Denk mal: Alle Menschen verbinden

Pfingstpredigt 31. Mai 2020 31. Mai (gekürzte Version)

von Matthias Dreier

"Als der Pfingsttag gekommen war..." - mit diesen Worten übersetzt Martin Luther die ersten Worte der Pfingsterzählung.

Im griechischen Orginal stehen da die Worte:" Als sich der 50. Tag vollendet hatte... ." Und von dem griechischen Wort "Pentecoste Hemera" leitet sich unser deutsches Wort "Pfingsten" ab.

Doch weder das griechische Orginal, noch die deutsche Übersetzung von Martin Luther machen uns noch den jüdischen Hintergrund unseres Pfingstfestes sichtbar und erkennbar.

Diesen jüdischen Hintergrund möchte ich jetzt sichtbar und erkennbar machen.

"Als sich der 50. Tag vollendet hatte... ." Das meint im jüdischen Festtagskalender: Es ist Schawuot und dieses Fest ist genau 50 Tage nach dem Pesachfest.

Pesach, in zeitlicher Nähe zum Osterfest terminiert, ist das Fest zur Erinnerung an die Befreiung der "Kinder Israels" aus der Sklaverei. 50 Tage später oder auch 7 Wochen später feiern Menschen jüdischen Glaubens das Wochenfest, Schawuot.

Schawuot ist ein Fest des doppelten Dankes. Einmal für die Weizenernte und damit für das Brot und zum anderen Dank für die Gabe der 10 Gebote als Wegweisung in die Freiheit jenseits aller Versklavung. Gebote, die das Geschenk der Freiheit retten und bewahren sollen. ...

Die aktuelle Krise hat uns erneut vor Augen geführt, wie vernetzt und wie verletzlich wir alle sind auf diesem kleinen Globus Erde. Wir haben in den zurückliegenden Wochen imponierende und bewegende Beispiele "gelebter Menschlichkeit" sehen können, aber auch erschreckende Beispiele "ausgelebter Unmenschlichkeit".

Wir können auf diesem Globus nur gemeinsam leben und überleben durch ein "globales Ethos", durch ein "Weltethos", durch eine ethische Grundhaltung, die Menschen über alle religiösen und weltanschaulichen Grenzen hinweg verbindet.

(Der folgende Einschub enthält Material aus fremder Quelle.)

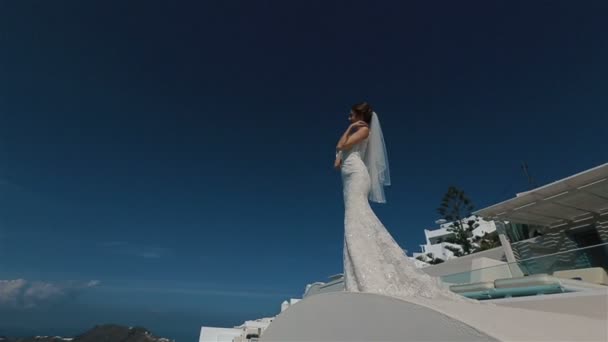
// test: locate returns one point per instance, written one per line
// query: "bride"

Mit Blick auf die 10 Gebote, die ja zum jüdischen Hintergrund unseres Pfingstfestes gehören, sind es diese Vier, die uns alle in unserer ethischen Grundhaltung verbinden können:

- Du sollst nicht töten. Schütze das Leben, zerstöre es nicht. ...

- Du sollst nicht stehlen. Handle fair und gerecht. Gib jedem Menschen das zum Leben Nötige und Notwendige. ...

- Du sollst nicht lügen. Rede und handle wahrhaftig. ...

- Du sollst nicht ehebrechen. Achte die sexuelle Würde und Selbstbestimmung jedes Menschen. ...

Diese 4 Gebote sind so etwas wie ein Kompaß für den eigenen ethischen Lebensweg gen Norden, Süden, Westen oder Osten. Jeder Kompaß aber hat eine Nadel:

- Wäre ich Jude - meine Nadel wäre die Thora...

- Wäre ich Muslim - meine Nadel wäre der Koran...

- Wäre ich Buddhist -meine Nadel wären die "vier edlen Wahrheiten" des Buddha...

- Als Christenmensch aber ist meine Nadel der "Menschensohn" aus Nazareth - Jeschua, Jesus in unser Sprache. Und!

Heute am Pfingstfests schaue ich erneut mit meinem Kompaß auf meinen ethischen Lebensweg und frage mich: "Welchen Geistes Kind bin ich? Wo und wann bin auch ich manchmal von allen guten Geistern verlassen?"

Und so lasse ich mich heute wieder und bildlich gesprochen "ein-norden": Gib mir deinen Geist. Gib uns allen deinen Geist.